Most have said that they are happy for this to be their yearly holiday, so will come. The wedding will be one afternoon out of a week.

The hotel is AI and the only art of the day that their OH/Children can't be at, is the ceremony and wedding breakfast, because numbers are limited and we have lots of family going.

As a group we will take up at least a third of the hotel.

I don't see the hardship in not being around your OH for 4 hours.

Are we supposed to drop family so that people can attend with their OH's and children?

We couldn't fit everyone in, it just isn't possible.

All of my Son in law to be co workers are happy with this, it will be a good holiday. We are already making it clear that there will be babysitting on offer, from myself and other experienced Mums who are happy to forgo drinking.

If the OH is being told that they cannot go, at all, then that's different.

diddl · 22/07/2014 10:16

Similar here, LightGrin

I doubt that either of us could be bothered to go abroad for a colleagues wedding tbh though!

OnlyLovers · 22/07/2014 10:23

TBH I don't really think a wedding is the best time or place to get to know someone better; not when the 'someone' is one of the wedding couple, anyway!

chrome100 · 22/07/2014 10:25

YABU. I don't think it's weird at all! You've never met them, why should you be invited?

shakethetree · 22/07/2014 10:33

YABU - it's a work thing so she's just inviting her work colleagues, nothing wrong with that.
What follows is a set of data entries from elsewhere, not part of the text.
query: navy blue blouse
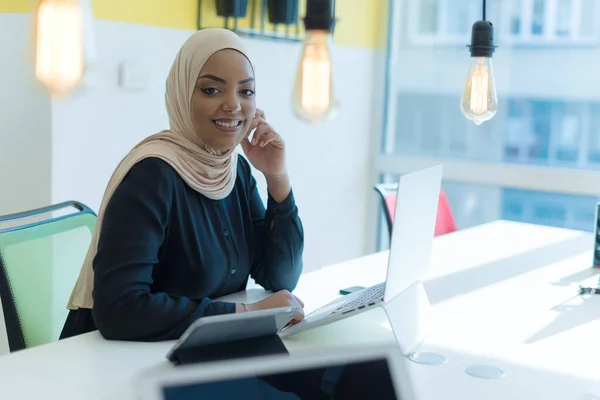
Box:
[86,156,304,341]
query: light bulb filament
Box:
[302,44,331,113]
[470,61,490,115]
If it was family that would be different.

I wouldn't expect my dh to go without me though, he'd respectfully decline.

KoalaDownUnder · 22/07/2014 10:43

He has invited his co workers, lads aged 20-30. Some of them will have partners, who aren't invited.

I think this is a bit different to couples who have been married 20 years, though!

Pretty sure that etiquette says married couples are a 'social unit', at least when it comes to formal occasions like a wedding. I agree that couples need not be joined at the hip (am single & v independent myself), but this is just rude.

YANBU.

LightastheBreeze · 22/07/2014 10:45

I don't understand why the DH is bothering to go as obviously from the undertones of OP and username, OP is not happy.

Very strange...

serendippity · 22/07/2014 11:06

Odd that there was no +1 issued and personally would be a bit miffed, as I think it's the norm and the polite thing to do to invite partners regardless if the bride knew them! so I don't think YABU.
On the subject of attending events without partners tho, I'm a bit of a wimp and prefer to go to these things with DH.
If it was Dh who was invited without me, and in fact this has happened with a couple who did not have the money to be inviting every ones plus ones, I would be more than happy for him to go.
If I were invited without DH he would be bloody delighted. Especially if he didn't know the couple involved and would be totally fine with me attending without him.

PiperRose · 22/07/2014 11:10

Koala so a couple who have been married a year is more important than a couple who have been together for10 but never married?